Pièce de Jean-Loup Horwitz, mise en scène par Léonard Matton avec Magali Bros, Odile Cohen, Jean-Loup Horwitz.

Alors que le peintre Alain Laumonier est à son atelier, une femme arrive et prétend pouvoir lui apporter des informations sur ses parents. De plus, elle dit connaître son vrai prénom : Elia. Celui avec lequel il signe ses toiles. Désarçonné, il la met dehors.

Commence alors la reconstitution de la vie de cet homme, livré très jeune à lui-même et qui a dû se fabriquer une identité, devenir à la fois pour les autres et pour lui, un faussaire. Le spectateur est invité à un jeu de piste sur la recherche de la vérité, à travers les souvenirs touchants ou douloureux.

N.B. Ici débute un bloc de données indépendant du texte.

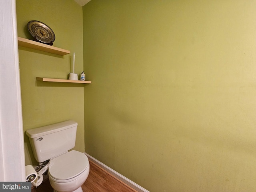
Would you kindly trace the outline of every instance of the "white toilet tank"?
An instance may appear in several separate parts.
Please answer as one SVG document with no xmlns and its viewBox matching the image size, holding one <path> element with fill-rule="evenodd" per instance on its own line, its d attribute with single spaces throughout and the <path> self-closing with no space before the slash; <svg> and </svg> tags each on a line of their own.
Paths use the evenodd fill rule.
<svg viewBox="0 0 256 192">
<path fill-rule="evenodd" d="M 34 156 L 44 162 L 75 146 L 77 122 L 69 120 L 27 130 Z"/>
</svg>

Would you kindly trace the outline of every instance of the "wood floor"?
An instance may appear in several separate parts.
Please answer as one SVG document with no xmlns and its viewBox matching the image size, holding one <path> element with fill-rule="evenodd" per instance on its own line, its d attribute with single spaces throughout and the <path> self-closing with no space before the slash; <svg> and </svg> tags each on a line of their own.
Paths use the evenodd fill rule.
<svg viewBox="0 0 256 192">
<path fill-rule="evenodd" d="M 90 173 L 82 185 L 83 192 L 137 192 L 100 167 L 90 162 Z M 53 189 L 48 180 L 32 192 L 52 192 Z"/>
</svg>

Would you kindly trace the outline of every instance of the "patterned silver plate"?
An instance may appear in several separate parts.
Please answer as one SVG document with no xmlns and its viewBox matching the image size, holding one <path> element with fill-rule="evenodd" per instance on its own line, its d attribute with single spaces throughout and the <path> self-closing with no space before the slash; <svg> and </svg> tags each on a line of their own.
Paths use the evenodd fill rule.
<svg viewBox="0 0 256 192">
<path fill-rule="evenodd" d="M 52 29 L 40 21 L 30 21 L 28 23 L 28 29 L 36 40 L 51 45 L 55 40 L 55 35 Z"/>
</svg>

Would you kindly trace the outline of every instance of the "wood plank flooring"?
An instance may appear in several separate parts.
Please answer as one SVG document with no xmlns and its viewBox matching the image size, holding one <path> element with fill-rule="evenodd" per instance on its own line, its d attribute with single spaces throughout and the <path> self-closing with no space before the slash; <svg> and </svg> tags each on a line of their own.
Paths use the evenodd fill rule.
<svg viewBox="0 0 256 192">
<path fill-rule="evenodd" d="M 137 192 L 92 162 L 90 162 L 90 173 L 82 185 L 84 192 Z M 32 192 L 52 192 L 49 180 Z"/>
</svg>

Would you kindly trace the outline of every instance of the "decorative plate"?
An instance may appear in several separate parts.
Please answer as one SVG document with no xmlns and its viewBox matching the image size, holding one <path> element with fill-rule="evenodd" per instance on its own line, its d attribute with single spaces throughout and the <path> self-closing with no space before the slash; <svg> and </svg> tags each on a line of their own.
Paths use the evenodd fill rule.
<svg viewBox="0 0 256 192">
<path fill-rule="evenodd" d="M 38 21 L 30 21 L 28 23 L 28 29 L 37 41 L 52 45 L 52 42 L 55 40 L 54 33 L 44 23 Z"/>
</svg>

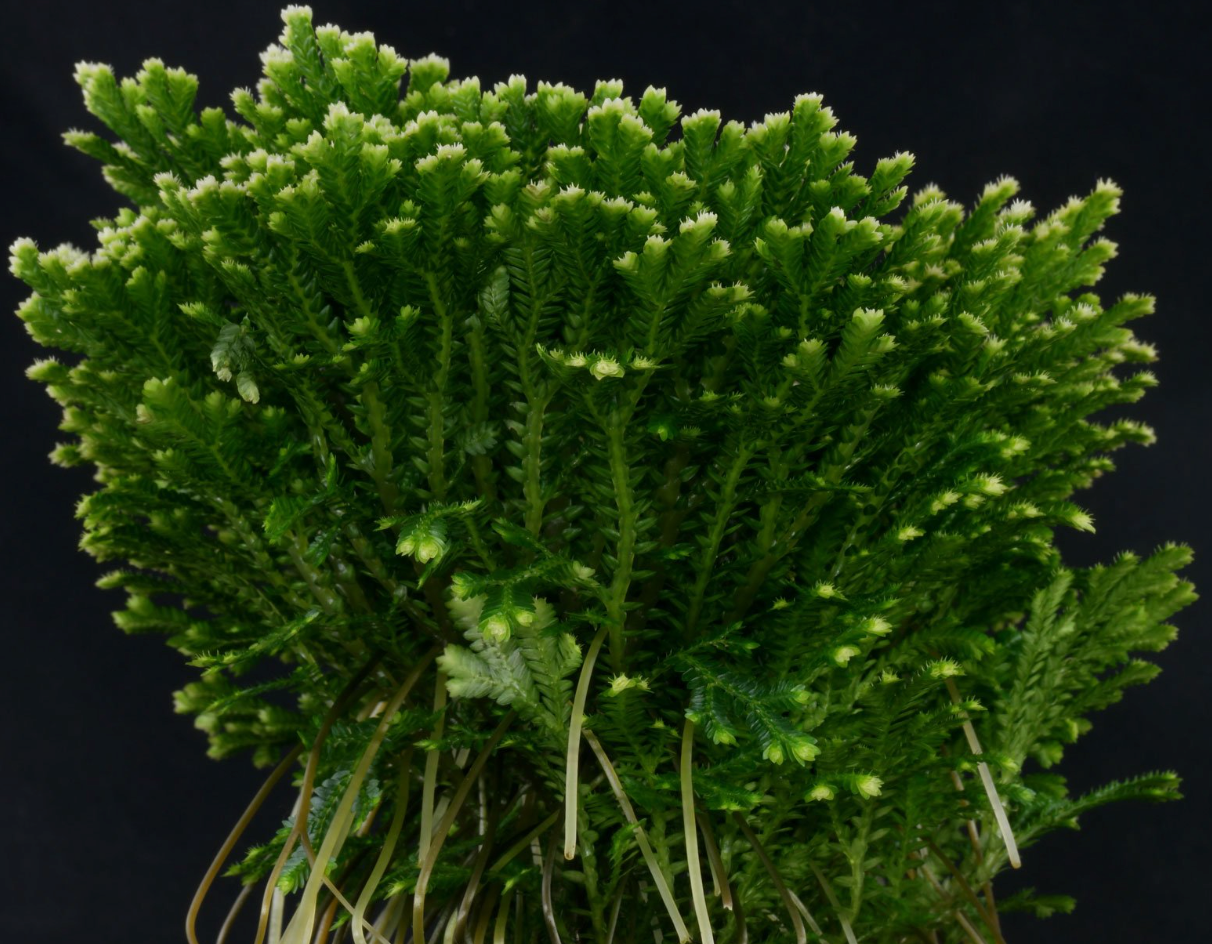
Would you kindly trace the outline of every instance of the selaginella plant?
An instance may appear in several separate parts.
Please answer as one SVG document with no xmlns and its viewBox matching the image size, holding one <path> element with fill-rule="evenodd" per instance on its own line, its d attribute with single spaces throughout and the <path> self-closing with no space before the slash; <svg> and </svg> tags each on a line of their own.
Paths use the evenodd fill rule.
<svg viewBox="0 0 1212 944">
<path fill-rule="evenodd" d="M 861 176 L 816 95 L 484 91 L 284 21 L 234 118 L 81 64 L 118 141 L 68 143 L 131 206 L 12 250 L 119 627 L 201 669 L 211 756 L 278 765 L 189 940 L 224 864 L 284 944 L 994 944 L 1067 908 L 991 881 L 1177 796 L 1050 768 L 1194 599 L 1183 547 L 1053 545 L 1153 440 L 1090 418 L 1155 382 L 1153 301 L 1086 291 L 1116 187 L 903 205 L 913 159 Z"/>
</svg>

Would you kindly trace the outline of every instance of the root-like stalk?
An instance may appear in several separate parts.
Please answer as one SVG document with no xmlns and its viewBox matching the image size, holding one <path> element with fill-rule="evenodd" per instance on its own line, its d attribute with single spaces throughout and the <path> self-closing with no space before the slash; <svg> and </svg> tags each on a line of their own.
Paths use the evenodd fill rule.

Dans "Elia, généalogie d'un faussaire", Jean-Loup Horwitz a écrit le portrait de cet autodidacte qui a mis toute sa rage dans sa peinture. Et il l'incarne avec une vraie sincérité ainsi qu'une présence de tous les instants.

A ses côtés, l'excellente Odile Cohen est un modèle de sobriété, de sensibilité et de justesse. La perfection.

Enfin, dans de nombreux personnages qui jalonnent le parcours d'Elia, Magali Bros, formidable, fait une nouvelle fois preuve de ses immenses qualités que ce soit dans la comédie avec des rôles hauts en couleur ou dans la gravité.

Ces trois comédiens dirigés avec délicatesse par Léonard Matton, dans une mise en scène tout en nuances et contrastes, qui dessine des ambiance oniriques et envoûtantes ainsi qu'avec le concours des somptueux costumes de Chouchane Abello-Tcherpachian, nous font passer un très joli moment de théâtre.